Fernan raised his foot to kick Mayor, as he had threatened, but, seeing her motionless, he examined her, and, seeing that blood was flowing from her head, became frightened. His anger suddenly changed to grief and the most violent despair.
"Mayorica! Mayorica! my darling, return to yourself! pardon me!" cried the deeply afflicted squire, endeavouring to raise the young woman; seeing, however, that she was not recovering, he began to tear his hair and strike his head and face, as if he had lost his reason.
"I have killed her! I have murdered her! I am a barbarian, I am a villain! I am a treacherous assassin! Kill me, Alvar, kill me, and kill at once that peasant girl who is to blame for this misfortune."
Alvar, far from killing anyone, was endeavouring to save Mayor's life; he was bathing her face with water, which, fortunately, was near at hand, and bandaging her face with his pocket handkerchief.

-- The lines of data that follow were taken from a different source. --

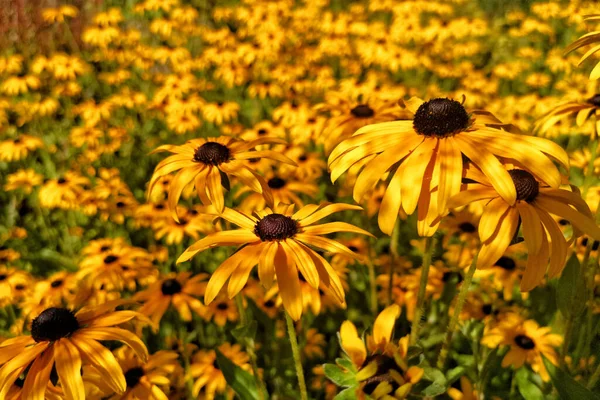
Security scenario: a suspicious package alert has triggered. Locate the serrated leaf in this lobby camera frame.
[446,366,467,386]
[333,385,358,400]
[422,367,446,396]
[323,364,358,387]
[231,320,258,341]
[556,254,587,317]
[542,356,600,400]
[215,349,258,400]
[515,368,544,400]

At last she recovered consciousness and arose, breaking out, not into abuse of her lover, but into wailings capable of moving to compassion even the stone against which her head had struck. Fernan redoubled his caresses and promises of amendment, with which he succeeded in consoling her a little, although Mayor knew well how soon the squire usually forgot his oaths.
A moment after, the entrance-hall was deserted, for Fernan and Alvar had disappeared up the staircase, supporting Mayor; however, in a short time a number of persons, who from the commencement of the quarrel had been crowding to the principal gate, approached as near it as possible, commenting on and explaining in their own way what had happened in the hall.
"The girl must have slipped on the staircase and rolled down it," said one.
"No," replied another; "but she was in love at the same time with both Fernan and Alvar, and as soon as they discovered it they knocked the dust off each other, and then settled their accounts with the girl."
"She who got the blow is not the cause of the quarrel; it is a peasant girl from Barbadillo."
"Whoever it is, I swear by all that's holy that women are the ruin of men. May I be confounded if, from this day forward, I believe in even the best of them."